IT-Based Landscape Stratification for Rain-Gauge Network Design

Introduction

Designing an optimal precipitation-monitoring network is not a simple geostatistical optimisation task. It requires understanding:

how landscape structure affects rainfall organisation,
how information gain varies across space,
how hydrological response depends on spatial rainfall patterns.

This document implements Layer 1 of a modern three-layer network-design framework:

Physiographic stratification (structural representativeness)
Information-gain optimisation (analytical efficiency)
Hydrological coupling (functional adequacy)

Here we implement Layer 1: an objective stratification of the Burgwald landscape using information-theoretic metrics and pattern-based texture signatures.

Conceptual background

Physiographic stratification

Goal: ensure that rainfall stations represent the dominant structural units of the landscape. Landscape units differ in:

land-cover composition
forest–openland transitions
patch fragmentation and clumpiness
canopy interception potential
micro-topographic exposure

We capture these differences using information-theoretic metrics:

Entropy H(x)
- measures thematic diversity of land cover
- low → homogeneous (e.g. closed forest)
- high → heterogeneous, mixed, patchy
Relative mutual information U
- measures configurational order (clumpiness)
- low → fragmented patterns
- high → ordered, aggregated patterns

Each 2×2 km grid cell gets a structural fingerprint in (H, U)-space, and clustering these fingerprints yields objective structural strata.

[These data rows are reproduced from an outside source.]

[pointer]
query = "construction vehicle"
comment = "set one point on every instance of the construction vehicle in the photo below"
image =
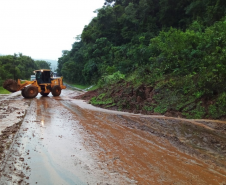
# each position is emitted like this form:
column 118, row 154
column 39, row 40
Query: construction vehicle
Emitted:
column 43, row 84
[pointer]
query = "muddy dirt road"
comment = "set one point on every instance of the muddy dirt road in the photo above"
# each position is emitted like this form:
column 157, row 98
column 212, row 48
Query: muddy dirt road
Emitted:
column 66, row 141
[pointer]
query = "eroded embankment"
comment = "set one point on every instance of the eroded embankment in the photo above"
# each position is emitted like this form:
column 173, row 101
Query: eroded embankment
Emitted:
column 162, row 98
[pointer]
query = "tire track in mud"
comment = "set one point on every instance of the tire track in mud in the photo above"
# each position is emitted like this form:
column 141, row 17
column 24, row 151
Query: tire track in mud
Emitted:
column 153, row 150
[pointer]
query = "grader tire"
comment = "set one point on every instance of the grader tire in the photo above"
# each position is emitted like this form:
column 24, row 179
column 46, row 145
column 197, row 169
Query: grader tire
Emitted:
column 22, row 92
column 31, row 91
column 44, row 94
column 56, row 91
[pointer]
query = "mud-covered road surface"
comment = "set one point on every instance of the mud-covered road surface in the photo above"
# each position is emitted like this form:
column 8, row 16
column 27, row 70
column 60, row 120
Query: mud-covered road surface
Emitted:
column 67, row 141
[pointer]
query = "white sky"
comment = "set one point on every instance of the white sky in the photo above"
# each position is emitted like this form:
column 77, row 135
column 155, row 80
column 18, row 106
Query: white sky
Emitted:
column 43, row 28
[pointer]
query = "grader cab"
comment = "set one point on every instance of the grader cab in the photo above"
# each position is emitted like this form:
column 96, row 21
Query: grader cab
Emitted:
column 43, row 84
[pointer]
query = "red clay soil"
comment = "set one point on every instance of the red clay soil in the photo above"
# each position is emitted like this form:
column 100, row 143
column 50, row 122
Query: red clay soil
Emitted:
column 87, row 96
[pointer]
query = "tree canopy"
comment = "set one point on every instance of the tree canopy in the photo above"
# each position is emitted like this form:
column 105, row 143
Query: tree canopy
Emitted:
column 19, row 66
column 127, row 35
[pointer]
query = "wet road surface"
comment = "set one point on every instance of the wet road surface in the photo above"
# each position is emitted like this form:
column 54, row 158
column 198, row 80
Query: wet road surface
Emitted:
column 66, row 141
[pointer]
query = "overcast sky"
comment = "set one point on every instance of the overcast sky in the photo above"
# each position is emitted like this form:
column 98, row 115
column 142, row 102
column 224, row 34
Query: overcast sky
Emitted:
column 43, row 28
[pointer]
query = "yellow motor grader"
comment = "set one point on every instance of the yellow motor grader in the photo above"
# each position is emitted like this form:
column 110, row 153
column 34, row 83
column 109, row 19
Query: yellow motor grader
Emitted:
column 43, row 84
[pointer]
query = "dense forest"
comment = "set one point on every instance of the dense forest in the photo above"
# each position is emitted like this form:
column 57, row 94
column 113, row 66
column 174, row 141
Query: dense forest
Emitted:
column 19, row 66
column 174, row 49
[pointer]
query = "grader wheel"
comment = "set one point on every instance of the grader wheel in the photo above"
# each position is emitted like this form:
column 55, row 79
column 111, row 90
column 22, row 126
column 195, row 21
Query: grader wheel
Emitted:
column 31, row 91
column 56, row 91
column 22, row 92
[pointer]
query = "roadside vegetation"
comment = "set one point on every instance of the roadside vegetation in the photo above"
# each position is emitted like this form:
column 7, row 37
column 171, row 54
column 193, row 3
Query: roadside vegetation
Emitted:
column 175, row 51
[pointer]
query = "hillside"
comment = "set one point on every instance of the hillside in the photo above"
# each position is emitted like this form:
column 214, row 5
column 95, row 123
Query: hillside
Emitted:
column 154, row 57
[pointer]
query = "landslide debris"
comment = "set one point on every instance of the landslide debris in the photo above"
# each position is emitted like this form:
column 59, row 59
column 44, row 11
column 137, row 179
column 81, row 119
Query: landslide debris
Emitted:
column 161, row 98
column 6, row 138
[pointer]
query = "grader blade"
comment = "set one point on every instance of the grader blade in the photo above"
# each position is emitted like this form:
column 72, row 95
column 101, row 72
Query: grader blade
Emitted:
column 11, row 85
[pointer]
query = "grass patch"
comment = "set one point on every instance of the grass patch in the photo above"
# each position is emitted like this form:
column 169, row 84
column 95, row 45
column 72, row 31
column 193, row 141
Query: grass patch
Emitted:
column 3, row 91
column 80, row 86
column 93, row 88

Information-gain optimisation

Once strata exist, statistical optimisation (e.g. kriging variance, radar–gauge mismatch, representativeness error) should be applied within and across strata, not across the whole catchment at once. This avoids bias towards “statistically convenient” open areas and keeps the optimisation linked to process-relevant structural units.

Hydrological coupling

Finally, a network must improve the prediction of:

streamflow peaks (P–Q coherence)
storage changes
water-balance residuals

Even a statistically optimal station is useless if it does not represent rainfall regimes controlling the hydrograph. This QMD prepares the structural layer required for such coupling.

Load AOI and land cover

# Load AOI and land cover
lc_burgwald  <- terra::rast(clc_file)
aoi_burgwald <- sf::read_sf(aoi_file)

# Harmonise CRS
if (!sf::st_crs(aoi_burgwald) == sf::st_crs(lc_burgwald)) {
  aoi_burgwald <- sf::st_transform(aoi_burgwald, sf::st_crs(lc_burgwald))
}

# Clip raster strictly to AOI
lc_burgwald <- lc_burgwald |>
  terra::crop(terra::vect(aoi_burgwald)) |>
  terra::mask(terra::vect(aoi_burgwald))

# Ensure integer categories for landscapemetrics
terra::values(lc_burgwald) <- round(terra::values(lc_burgwald))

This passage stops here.